The U.S. could run out of money to pay its bills by late May if Congress does not raise or suspend the nation’s debt limit, the Congressional Budget Office said on Wednesday.
The forecast puts added pressure on Congress and the Trump administration to address the borrowing cap, which restricts the total amount of money that the United States is authorized to borrow to fund the government and meet its financial obligations. A protracted standoff later this year could rattle markets and complicate President Trump’s plans to enact more tax cuts.
The C.B.O. noted that its forecast is subject to uncertainty over how much tax revenue the federal government will collect this year. It expects that the United States will have sufficient funds to keep paying bills through August or September. However, it said that if borrowing needs exceed its projections, the U.S. could run out of cash by late May or sometime in June.
“The projected exhaustion date is uncertain because the timing and amount of revenue collections and outlays over the intervening months could differ from C.B.O.’s projections,” the budget office said in a report.
The so-called X-date is the moment when the United States is unable to pay its bills, including interest payments to investors who hold government debt. Failure to meet those obligations could result in the United States defaulting on its debt. The U.S. has never defaulted on its debt, which is considered one of the safest investments in the world, and brinkmanship over missed payments could be economically damaging.
The national debt is now approaching $37 trillion. Lawmakers agreed in June 2023 to suspend the $31.4 trillion debt limit until Jan. 1, 2025.
Janet L. Yellen, the Treasury secretary under President Joseph R. Biden Jr., told Congress in mid-January that the Treasury Department would need to start using “extraordinary measures” on Jan. 21 to allow the United States to keep meeting its financial obligations.
Those measures are essentially accounting maneuvers that can prevent the government from breaching the debt limit. They can include suspending certain types of investments in savings plans for government workers.
But eventually the Treasury will exhaust those maneuvers, and the debt limit will need to either be lifted or suspended in order for the federal government to continue funding its obligations
Because the federal government runs budget deficits — meaning it spends more than it brings in through taxes and other revenue — it must borrow huge sums of money to pay its bills. Those obligations include funding for social safety net programs, salaries for members of the armed forces and paying investors who have bought U.S. government debt in exchange for interest payments.

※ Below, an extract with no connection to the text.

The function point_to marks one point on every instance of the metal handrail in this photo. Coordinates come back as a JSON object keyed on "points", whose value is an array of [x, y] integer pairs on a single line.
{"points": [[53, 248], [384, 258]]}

Republicans have been cutting federal jobs at government agencies and expressed a commitment to curbing wasteful spending. But those efforts are unlikely to make much of a dent given that the biggest drivers of the debt are social safety net programs like Medicare and Social Security. Lawmakers have shown little appetite for cutting those politically popular programs.
Before taking office this year, Mr. Trump called for abolishing the debt limit and warned that it was a trap left by Democrats to derail his agenda.
The C.B.O. estimate follows a projection earlier this week by the Bipartisan Policy Center, which said that the United States could run out of cash sometime between mid-July and early October.
Turmoil at the Internal Revenue Service — including pushing out thousands of probationary employees — has stalled audits and hampered its efforts to collect taxes, according to agency officials, raising concerns that the government may collect less tax revenue this year than expected.
Treasury Secretary Scott Bessent told lawmaker this month that he plans to provide Congress with an X-date forecast in May.